(Anti)symmetric multivariate trigonometric functions and corresponding Fourier transforms

TL;DR

This paper introduces symmetric and antisymmetric multivariate sine and cosine functions as eigenfunctions of the Laplace operator, establishing their orthogonality and defining new Fourier-like transforms in multiple dimensions.

Contribution

It presents novel multivariate special functions based on determinants and antideterminants, and develops their orthogonality properties and Fourier transforms.

Findings

Functions are eigenfunctions of the Laplace operator.

Orthogonality of functions enables Fourier-like transforms.

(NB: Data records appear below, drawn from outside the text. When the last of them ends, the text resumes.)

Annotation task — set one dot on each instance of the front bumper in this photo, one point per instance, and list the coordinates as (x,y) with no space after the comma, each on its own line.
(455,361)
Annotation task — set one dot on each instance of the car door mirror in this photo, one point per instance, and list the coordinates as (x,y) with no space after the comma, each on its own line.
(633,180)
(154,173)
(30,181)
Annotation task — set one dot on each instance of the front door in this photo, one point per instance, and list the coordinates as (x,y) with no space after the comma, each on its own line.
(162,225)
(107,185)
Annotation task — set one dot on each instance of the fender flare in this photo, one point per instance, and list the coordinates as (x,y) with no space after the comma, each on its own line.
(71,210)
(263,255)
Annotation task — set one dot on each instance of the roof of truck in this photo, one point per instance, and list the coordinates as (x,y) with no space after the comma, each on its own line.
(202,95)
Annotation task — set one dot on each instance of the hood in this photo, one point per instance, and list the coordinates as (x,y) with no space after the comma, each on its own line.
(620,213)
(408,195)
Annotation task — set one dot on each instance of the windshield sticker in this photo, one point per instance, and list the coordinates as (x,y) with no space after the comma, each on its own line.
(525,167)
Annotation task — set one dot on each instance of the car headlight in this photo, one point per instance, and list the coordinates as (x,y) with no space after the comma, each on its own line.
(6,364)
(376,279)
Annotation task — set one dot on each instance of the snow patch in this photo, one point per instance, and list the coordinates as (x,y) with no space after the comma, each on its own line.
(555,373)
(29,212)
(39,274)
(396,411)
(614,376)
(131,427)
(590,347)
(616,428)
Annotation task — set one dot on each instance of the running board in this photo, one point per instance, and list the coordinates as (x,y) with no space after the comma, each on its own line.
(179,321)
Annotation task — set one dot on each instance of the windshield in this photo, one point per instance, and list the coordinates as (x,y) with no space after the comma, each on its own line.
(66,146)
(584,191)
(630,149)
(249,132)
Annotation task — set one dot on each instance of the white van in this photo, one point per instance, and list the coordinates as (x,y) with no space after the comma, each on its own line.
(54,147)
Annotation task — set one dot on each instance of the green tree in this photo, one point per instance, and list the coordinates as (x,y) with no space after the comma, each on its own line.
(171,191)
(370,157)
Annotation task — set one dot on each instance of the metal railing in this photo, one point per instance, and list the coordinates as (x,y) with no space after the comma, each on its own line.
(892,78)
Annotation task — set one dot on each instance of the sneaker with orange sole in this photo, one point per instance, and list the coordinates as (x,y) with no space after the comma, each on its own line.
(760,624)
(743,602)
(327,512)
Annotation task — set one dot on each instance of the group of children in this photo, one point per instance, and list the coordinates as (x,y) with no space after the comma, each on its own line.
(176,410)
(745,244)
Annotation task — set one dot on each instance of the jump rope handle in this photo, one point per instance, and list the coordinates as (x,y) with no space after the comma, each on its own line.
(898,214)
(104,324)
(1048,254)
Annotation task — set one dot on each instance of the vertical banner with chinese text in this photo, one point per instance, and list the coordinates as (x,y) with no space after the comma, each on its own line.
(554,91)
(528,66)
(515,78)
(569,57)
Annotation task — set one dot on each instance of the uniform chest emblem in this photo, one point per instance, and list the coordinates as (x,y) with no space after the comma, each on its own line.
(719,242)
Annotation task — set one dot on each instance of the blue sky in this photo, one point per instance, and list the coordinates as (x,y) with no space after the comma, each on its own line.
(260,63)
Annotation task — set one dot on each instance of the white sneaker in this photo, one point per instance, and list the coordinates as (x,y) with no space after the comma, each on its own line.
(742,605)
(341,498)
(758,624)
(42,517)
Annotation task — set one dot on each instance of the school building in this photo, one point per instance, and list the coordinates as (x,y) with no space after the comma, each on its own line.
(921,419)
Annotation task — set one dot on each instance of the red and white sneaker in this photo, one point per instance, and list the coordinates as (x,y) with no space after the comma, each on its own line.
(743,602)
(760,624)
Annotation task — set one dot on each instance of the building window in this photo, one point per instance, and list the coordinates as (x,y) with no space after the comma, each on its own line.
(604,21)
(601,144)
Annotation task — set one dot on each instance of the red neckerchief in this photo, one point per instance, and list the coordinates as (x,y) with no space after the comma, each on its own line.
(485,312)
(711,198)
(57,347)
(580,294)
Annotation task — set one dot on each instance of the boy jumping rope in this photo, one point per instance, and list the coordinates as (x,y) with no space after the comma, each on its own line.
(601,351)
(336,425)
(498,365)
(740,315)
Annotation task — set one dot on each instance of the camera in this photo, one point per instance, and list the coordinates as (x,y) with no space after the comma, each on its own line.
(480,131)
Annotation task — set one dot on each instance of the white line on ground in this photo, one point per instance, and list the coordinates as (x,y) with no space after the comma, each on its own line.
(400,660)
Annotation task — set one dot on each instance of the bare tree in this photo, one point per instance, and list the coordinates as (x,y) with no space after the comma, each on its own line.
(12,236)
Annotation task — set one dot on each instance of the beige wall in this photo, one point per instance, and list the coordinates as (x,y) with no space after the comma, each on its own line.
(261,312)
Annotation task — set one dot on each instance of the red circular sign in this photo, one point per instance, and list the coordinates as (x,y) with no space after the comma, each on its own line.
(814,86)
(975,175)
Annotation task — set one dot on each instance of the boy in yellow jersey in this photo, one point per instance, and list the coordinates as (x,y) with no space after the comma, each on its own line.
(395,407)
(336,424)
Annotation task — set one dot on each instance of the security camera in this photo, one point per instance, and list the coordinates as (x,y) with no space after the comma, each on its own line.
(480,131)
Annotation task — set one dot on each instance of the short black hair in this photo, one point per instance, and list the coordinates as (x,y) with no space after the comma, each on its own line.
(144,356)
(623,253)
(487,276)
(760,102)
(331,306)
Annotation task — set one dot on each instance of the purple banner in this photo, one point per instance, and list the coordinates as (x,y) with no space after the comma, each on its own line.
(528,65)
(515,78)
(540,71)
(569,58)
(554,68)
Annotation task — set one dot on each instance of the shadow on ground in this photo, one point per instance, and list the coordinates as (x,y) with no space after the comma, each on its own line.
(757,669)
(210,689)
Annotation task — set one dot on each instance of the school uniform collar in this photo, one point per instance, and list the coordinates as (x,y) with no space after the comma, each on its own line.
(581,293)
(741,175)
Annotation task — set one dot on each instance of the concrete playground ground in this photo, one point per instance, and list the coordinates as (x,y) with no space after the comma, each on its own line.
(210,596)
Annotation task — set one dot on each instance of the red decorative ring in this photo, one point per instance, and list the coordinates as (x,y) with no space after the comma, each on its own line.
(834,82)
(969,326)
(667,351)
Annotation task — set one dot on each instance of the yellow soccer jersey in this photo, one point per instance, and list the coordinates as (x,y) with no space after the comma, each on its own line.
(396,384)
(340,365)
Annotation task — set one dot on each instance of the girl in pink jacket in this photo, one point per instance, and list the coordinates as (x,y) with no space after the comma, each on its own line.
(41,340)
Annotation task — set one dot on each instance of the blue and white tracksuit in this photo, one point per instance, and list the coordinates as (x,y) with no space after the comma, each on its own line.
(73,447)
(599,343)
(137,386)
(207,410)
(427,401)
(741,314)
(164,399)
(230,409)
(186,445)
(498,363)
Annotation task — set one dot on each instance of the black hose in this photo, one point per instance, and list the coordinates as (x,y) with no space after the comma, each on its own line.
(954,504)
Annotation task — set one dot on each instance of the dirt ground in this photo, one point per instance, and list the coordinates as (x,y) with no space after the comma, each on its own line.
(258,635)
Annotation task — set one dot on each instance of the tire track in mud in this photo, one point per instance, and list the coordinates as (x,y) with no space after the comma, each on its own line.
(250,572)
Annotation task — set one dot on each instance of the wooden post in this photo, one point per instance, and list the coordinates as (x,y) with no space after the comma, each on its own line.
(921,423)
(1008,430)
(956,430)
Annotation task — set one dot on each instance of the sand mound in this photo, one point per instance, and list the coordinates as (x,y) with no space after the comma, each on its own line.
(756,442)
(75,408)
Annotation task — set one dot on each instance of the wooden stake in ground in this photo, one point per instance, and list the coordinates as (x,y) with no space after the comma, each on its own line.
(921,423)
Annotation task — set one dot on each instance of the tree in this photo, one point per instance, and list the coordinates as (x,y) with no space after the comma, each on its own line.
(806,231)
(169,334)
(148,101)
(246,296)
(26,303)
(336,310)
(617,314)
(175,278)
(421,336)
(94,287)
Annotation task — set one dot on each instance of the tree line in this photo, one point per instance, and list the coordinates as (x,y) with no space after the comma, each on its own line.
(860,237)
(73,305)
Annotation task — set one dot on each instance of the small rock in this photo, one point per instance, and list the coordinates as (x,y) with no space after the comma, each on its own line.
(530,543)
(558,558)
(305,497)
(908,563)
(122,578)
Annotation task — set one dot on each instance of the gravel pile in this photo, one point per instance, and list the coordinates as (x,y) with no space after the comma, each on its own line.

New multivariate transforms generalize classical Fourier analysis.

Abstract

Four families of special functions, depending on n variables, are studied. We call them symmetric and antisymmetric multivariate sine and cosine functions. They are given as determinants or antideterminants of matrices, whose matrix elements are sine or cosine functions of one variable each. These functions are eigenfunctions of the Laplace operator, satisfying specific conditions at the boundary of a certain domain F of the n-dimensional Euclidean space. Discrete and continuous orthogonality on F of the functions within each family, allows one to introduce symmetrized and antisymmetrized multivariate Fourier-like transforms, involving the symmetric and antisymmetric multivariate sine and cosine functions.